Sistem perkeretaapian nasional dinilai memerlukan sejumlah pembenahan mendalam menyusul insiden kecelakaan kereta api yang terjadi di wilayah Bekasi pada Senin (27/4/2026) malam. Hal tersebut disampaikan oleh analis transportasi perkeretaapian dari Masyarakat Transportasi Indonesia (MTI), Muhammad Fahmi Arsyad.

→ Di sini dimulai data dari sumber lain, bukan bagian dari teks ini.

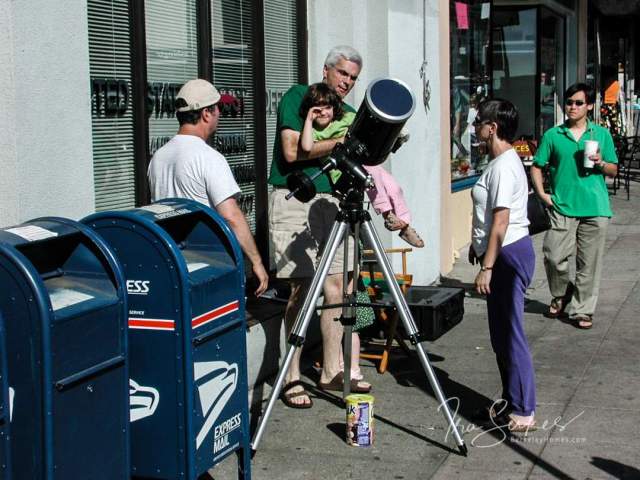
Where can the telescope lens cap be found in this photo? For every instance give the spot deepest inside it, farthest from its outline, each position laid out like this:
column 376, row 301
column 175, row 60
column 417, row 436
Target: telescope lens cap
column 390, row 99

Fahmi menegaskan pentingnya langkah perbaikan meskipun saat ini proses penyelidikan masih berlangsung, sebagaimana dilansir dari Kompas. Ia meminta seluruh pihak untuk bersikap kooperatif dalam menunggu data resmi terkait penyebab pasti peristiwa yang melibatkan Kereta Api Argo Bromo Anggrek tersebut.

"Kalau kita lihat, memang kita harus menunggu untuk investigasi dari KNKT. Tapi, kita juga bisa melihat bahwa memang di lain sisi, ini ada beberapa permasalahan yang memang harus diperbaiki," ujar Muhammad Fahmi Arsyad, Analis transportasi perkeretaapian MTI.

Pernyataan ini merujuk pada gangguan operasional yang diawali oleh dugaan adanya kendaraan jenis taksi yang mengalami mogok di atas perlintasan rel. Situasi tersebut kemudian memicu tabrakan beruntun setelah kereta api menabrak rangkaian lain yang tengah berhenti di lokasi kejadian.

"Jadi, berkait kejadian taksi matic ini, mogok dan menabrak atau menyebabkan kecelakaan itu sudah terjadi beberapa kali," tutur Muhammad Fahmi Arsyad, Analis transportasi perkeretaapian MTI.

Menurut analisisnya, terdapat pola berulang dalam insiden di perlintasan sebidang yang berkaitan dengan perubahan tren penggunaan moda transportasi jalan raya. Fahmi mengaitkan hal ini dengan peralihan teknologi kendaraan yang digunakan oleh para pengemudi saat ini.

"Salah satu kasusnya kan memang terbaru yang memang semalam. Jadi, memang kalau kita lihat atau runut lebih jauh, ada perbedaan atau perubahan kebiasaan." ujar Muhammad Fahmi Arsyad, Analis transportasi perkeretaapian MTI.

Ia menyoroti transisi dari kendaraan konvensional manual menuju kendaraan otomatis dan bertenaga listrik sebagai faktor yang perlu diperhatikan secara teknis di lapangan. Karakteristik kendaraan listrik yang berbeda dianggap memiliki pengaruh terhadap insiden di perlintasan kereta.

"Jadi, kalau yang dulu, teman-teman driver taksi ini kan pakainya manual dan mobil bensin. Kemudian, mereka beralih ke metik dan pakai listrik, otomatis torsinya juga berbeda. Nah, ini juga memang salah satu yang harus dibenahi dulu," ujar Muhammad Fahmi Arsyad, Analis transportasi perkeretaapian MTI.

Hingga saat ini, Komisi Nasional Keselamatan Transportasi (KNKT) masih melakukan investigasi menyeluruh untuk mengungkap fakta teknis di balik tabrakan kereta di Bekasi tersebut.